Lobbying
► Instances européennes
En 2007, dans le cadre de la visite à Bruxelles de Mme. de Rengervé pour le Network meeting de l’IRCT, l’ensemble des députés européens français au Parlement européen ont été contactés pour une demande de rendez-vous afin de les alerter sur la situation des centres de soins pour victimes de torture en France et en Europe.
Deux rendez-vous ont ainsi pu être pris avec Mme. Hélène Flautre, Présidente du sous-comité Droits de l’Homme du Parlement européen ainsi qu’avec Mme. Martine Roure, Députée.
Plusieurs échanges ont suivi notre rencontre avec Mme. Hélène Flautre. Son investissement dans le nord de la France l’a amenée à orienter vers nous des victimes de torture et nous avons été conviés à une séance de la Sous-commission Droits de l’Homme du Parlement européen le 5 novembre 2007.
En parallèle, Mme. de Rengervé a aussi rencontré Messieurs Alègre et Seytre, à la représentation Française auprès de la Commission européenne, afin de les informer de cette question et de chercher leur appui lors des négociations entre les pays européens et la Commission Européenne sur les financements européens pour les centre de soins pour victimes de torture en Europe.
► Gouvernement français
En 2007, l’action menée pour la préparation du 13 septembre (durant laquelle toutes les associations françaises de soins aux victimes ou de lutte contre la torture étaient invitées) a amené Parcours d’exil à prendre contact avec de nombreuses institutions ou ministères afin de communiquer sur sa cause.
Suite à cette initiative, M. Michel Doucin, Ambassadeur pour les Droits de l’Homme, a demandé à l’association de réaliser une note technique de deux pages sur la situation des victimes de torture, note devant servir de base à la rédaction d’une lettre signée par Mme.

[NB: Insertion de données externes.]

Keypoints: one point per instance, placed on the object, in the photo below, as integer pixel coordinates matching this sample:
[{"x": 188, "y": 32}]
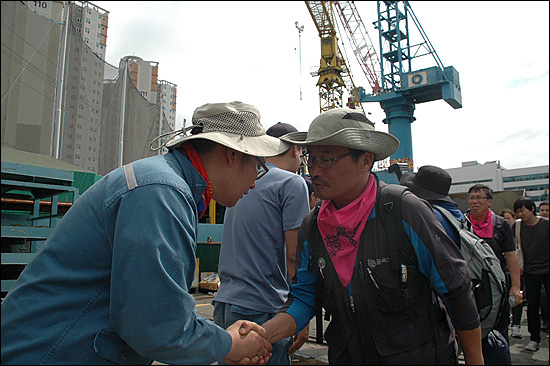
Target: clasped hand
[{"x": 249, "y": 347}]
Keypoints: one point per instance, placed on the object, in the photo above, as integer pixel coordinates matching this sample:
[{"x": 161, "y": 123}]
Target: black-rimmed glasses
[
  {"x": 262, "y": 169},
  {"x": 323, "y": 163}
]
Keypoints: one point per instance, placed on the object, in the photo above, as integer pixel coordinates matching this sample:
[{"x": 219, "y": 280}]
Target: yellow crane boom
[{"x": 334, "y": 74}]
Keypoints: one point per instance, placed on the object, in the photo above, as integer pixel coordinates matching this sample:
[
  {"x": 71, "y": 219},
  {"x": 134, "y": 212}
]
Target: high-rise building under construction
[{"x": 59, "y": 96}]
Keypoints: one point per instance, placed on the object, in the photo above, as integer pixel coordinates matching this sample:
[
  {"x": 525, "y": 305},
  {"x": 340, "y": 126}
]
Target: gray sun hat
[
  {"x": 235, "y": 125},
  {"x": 430, "y": 183},
  {"x": 345, "y": 127}
]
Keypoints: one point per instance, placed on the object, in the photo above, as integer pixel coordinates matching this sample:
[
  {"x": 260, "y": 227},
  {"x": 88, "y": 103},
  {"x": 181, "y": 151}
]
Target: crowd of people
[{"x": 112, "y": 283}]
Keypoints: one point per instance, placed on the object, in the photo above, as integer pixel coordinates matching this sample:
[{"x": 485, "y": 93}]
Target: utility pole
[
  {"x": 122, "y": 113},
  {"x": 300, "y": 30},
  {"x": 58, "y": 112}
]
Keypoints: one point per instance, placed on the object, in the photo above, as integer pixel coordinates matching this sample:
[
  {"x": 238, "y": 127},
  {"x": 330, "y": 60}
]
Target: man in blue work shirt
[
  {"x": 111, "y": 285},
  {"x": 259, "y": 246}
]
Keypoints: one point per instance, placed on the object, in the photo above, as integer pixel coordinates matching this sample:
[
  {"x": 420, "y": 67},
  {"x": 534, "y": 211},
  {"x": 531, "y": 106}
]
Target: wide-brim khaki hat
[
  {"x": 235, "y": 125},
  {"x": 345, "y": 127}
]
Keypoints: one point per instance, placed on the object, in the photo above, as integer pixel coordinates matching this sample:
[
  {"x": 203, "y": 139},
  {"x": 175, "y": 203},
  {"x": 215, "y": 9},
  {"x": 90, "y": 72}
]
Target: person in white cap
[
  {"x": 111, "y": 285},
  {"x": 259, "y": 247},
  {"x": 382, "y": 309}
]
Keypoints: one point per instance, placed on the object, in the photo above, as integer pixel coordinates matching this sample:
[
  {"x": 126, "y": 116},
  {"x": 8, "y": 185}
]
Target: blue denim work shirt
[{"x": 111, "y": 285}]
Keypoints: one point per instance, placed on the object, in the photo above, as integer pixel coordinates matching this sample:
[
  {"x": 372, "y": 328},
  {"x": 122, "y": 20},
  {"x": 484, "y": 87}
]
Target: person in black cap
[{"x": 432, "y": 184}]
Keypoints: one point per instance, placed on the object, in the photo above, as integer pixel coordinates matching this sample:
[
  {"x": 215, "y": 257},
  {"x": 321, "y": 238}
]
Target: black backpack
[{"x": 488, "y": 280}]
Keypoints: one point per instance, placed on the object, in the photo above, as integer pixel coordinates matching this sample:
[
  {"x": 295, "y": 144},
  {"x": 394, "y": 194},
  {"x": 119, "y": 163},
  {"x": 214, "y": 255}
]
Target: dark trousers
[
  {"x": 533, "y": 284},
  {"x": 517, "y": 311}
]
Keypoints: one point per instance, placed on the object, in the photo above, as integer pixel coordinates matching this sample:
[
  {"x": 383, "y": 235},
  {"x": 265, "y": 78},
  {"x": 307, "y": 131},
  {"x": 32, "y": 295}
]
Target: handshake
[
  {"x": 249, "y": 345},
  {"x": 252, "y": 342}
]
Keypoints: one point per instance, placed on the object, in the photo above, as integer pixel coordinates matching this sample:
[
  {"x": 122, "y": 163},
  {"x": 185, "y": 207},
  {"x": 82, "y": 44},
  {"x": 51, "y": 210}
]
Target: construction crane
[
  {"x": 394, "y": 82},
  {"x": 334, "y": 73}
]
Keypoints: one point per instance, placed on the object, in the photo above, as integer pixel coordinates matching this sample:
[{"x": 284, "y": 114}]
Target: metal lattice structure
[
  {"x": 363, "y": 48},
  {"x": 334, "y": 74}
]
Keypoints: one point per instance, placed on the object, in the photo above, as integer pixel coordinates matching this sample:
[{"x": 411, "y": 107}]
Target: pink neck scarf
[
  {"x": 341, "y": 229},
  {"x": 483, "y": 228}
]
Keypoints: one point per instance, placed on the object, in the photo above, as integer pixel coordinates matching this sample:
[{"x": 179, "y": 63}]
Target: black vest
[{"x": 391, "y": 317}]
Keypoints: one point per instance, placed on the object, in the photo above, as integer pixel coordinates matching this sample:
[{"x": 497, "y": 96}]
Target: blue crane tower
[{"x": 401, "y": 87}]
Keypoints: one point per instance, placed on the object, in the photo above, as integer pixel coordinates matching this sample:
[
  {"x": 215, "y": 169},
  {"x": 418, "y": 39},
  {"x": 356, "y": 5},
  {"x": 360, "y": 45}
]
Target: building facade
[
  {"x": 59, "y": 96},
  {"x": 533, "y": 181}
]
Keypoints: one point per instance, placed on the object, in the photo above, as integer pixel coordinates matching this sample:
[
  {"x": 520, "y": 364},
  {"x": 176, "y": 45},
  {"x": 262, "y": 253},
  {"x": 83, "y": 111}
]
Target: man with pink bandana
[
  {"x": 498, "y": 234},
  {"x": 383, "y": 309}
]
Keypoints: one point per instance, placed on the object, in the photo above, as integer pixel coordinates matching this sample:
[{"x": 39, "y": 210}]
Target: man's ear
[
  {"x": 229, "y": 155},
  {"x": 368, "y": 160}
]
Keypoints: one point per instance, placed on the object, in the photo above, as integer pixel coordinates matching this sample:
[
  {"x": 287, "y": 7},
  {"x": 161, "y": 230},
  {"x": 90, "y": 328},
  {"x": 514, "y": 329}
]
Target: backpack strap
[
  {"x": 389, "y": 209},
  {"x": 313, "y": 237}
]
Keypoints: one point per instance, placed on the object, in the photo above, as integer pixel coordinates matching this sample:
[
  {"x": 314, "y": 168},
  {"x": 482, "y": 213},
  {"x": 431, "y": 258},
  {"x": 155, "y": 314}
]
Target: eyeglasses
[
  {"x": 262, "y": 169},
  {"x": 476, "y": 198},
  {"x": 323, "y": 163}
]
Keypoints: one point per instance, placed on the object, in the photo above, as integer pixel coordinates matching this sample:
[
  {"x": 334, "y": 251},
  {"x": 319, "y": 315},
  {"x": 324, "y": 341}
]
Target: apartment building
[{"x": 533, "y": 181}]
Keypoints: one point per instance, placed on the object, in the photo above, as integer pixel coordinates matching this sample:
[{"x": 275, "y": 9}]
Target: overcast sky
[{"x": 250, "y": 51}]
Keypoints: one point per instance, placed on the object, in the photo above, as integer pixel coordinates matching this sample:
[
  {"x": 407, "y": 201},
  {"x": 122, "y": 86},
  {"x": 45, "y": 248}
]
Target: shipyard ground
[{"x": 312, "y": 353}]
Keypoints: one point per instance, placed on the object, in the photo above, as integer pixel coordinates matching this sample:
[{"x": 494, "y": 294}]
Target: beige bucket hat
[
  {"x": 345, "y": 127},
  {"x": 234, "y": 124}
]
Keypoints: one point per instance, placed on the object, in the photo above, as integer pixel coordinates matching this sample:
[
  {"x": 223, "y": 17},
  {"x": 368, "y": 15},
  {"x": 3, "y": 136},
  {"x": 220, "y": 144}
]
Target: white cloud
[{"x": 249, "y": 51}]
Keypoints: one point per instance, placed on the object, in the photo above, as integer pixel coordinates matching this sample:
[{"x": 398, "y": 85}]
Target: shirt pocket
[{"x": 388, "y": 290}]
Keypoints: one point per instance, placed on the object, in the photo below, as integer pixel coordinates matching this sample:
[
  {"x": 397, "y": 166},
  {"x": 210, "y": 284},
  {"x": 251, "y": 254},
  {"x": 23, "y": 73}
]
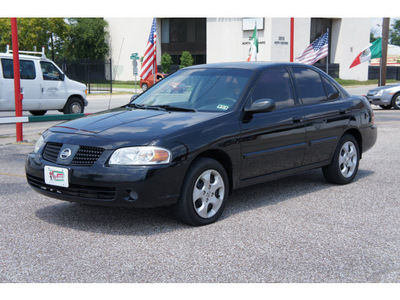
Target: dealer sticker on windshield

Rama Yade, Secrétaire d’Etat aux Droits de l’Homme pour être envoyée à Mme. Roselyne Bachelot, Ministre de la Santé.
Ce courrier a pour but de demander la mise en place d’une enquête de l’Inspection Générale de l’Action Sociale (IGAS) sur la question de la prise en charge des victimes de torture en France.
La lettre rédigée par M. Michel Doucin sur la base de la note ainsi proposée a été envoyée pour signature à Mme. Rama Yade en octobre 2007 qui l’a transmise début février 2008 à Mme. Roselyne Bachelot.
En parallèle, le Dr Duterte et Mme. de Rengervé ont rencontré, le 2 octobre 2007, Mme. Elvire Aronica conseillère technique au cabinet de Mme. Bachelot, pour lui présenter le travail de l’association et du centre de soins. L’entretien a été long et intéressant et Mme. Aronica a demandé que lui soit proposée une note mettant en avant le travail de Parcours d’exil ainsi que la situation des victimes de torture en France. Cette note lui a été envoyée le 24 octobre 2007 (voir document).
Nous avons rencontré, le 1er mars, Mme. Sylvie Smaniotto Gruska, conseillère technique au cabinet de M. Sarkozy, alors ministre de l’Intérieur. A cet entretien assistait également le Lieutenant Colonel Gazan, de la Délégation aux Victimes. Ces échanges ont été fructueux et nous ont permis de mettre à la disposition de la Délégation aux Victimes 500 exemplaires du livret Victimes de traumatismes : Clef pour l’accompagnement professionnel qui ont été distribués aux commissariats et gendarmeries.
Faisant suite aux échanges épistolaires que nous avions eus avec elle, nous avons rencontré le 12 avril Mme. Eliane Assassi, sénatrice du groupe communiste, pour discuter avec elle de la situation de nos patients. Mme. Assassi a accepté à cette occasion de soutenir le dossier d’un de nos patients auprès de la HALDE : ce dossier a ainsi abouti à une recommandation à l’Assistance Publique – Hôpitaux de Paris qui a informé ses services de la validité d’un récépissé portant la mention « Réfugié politique » en tant que pièce d’identité valide.
Mme. Degras, de la section internationale du Ministère de la Justice, est venue dans nos locaux le 2 octobre pour nous rencontrer et découvrir plus en détail le travail que nous faisions.
Enfin, comme nous le faisons à l’arrivée de chaque nouveau directeur, le 20 décembre nous avons rencontré M. Jean-François Cordet, nouveau directeur Général de l’OFPRA, pour lui présenter nos activités et l’impact du traumatisme subi par nos patients sur le processus de leur demande d’asile.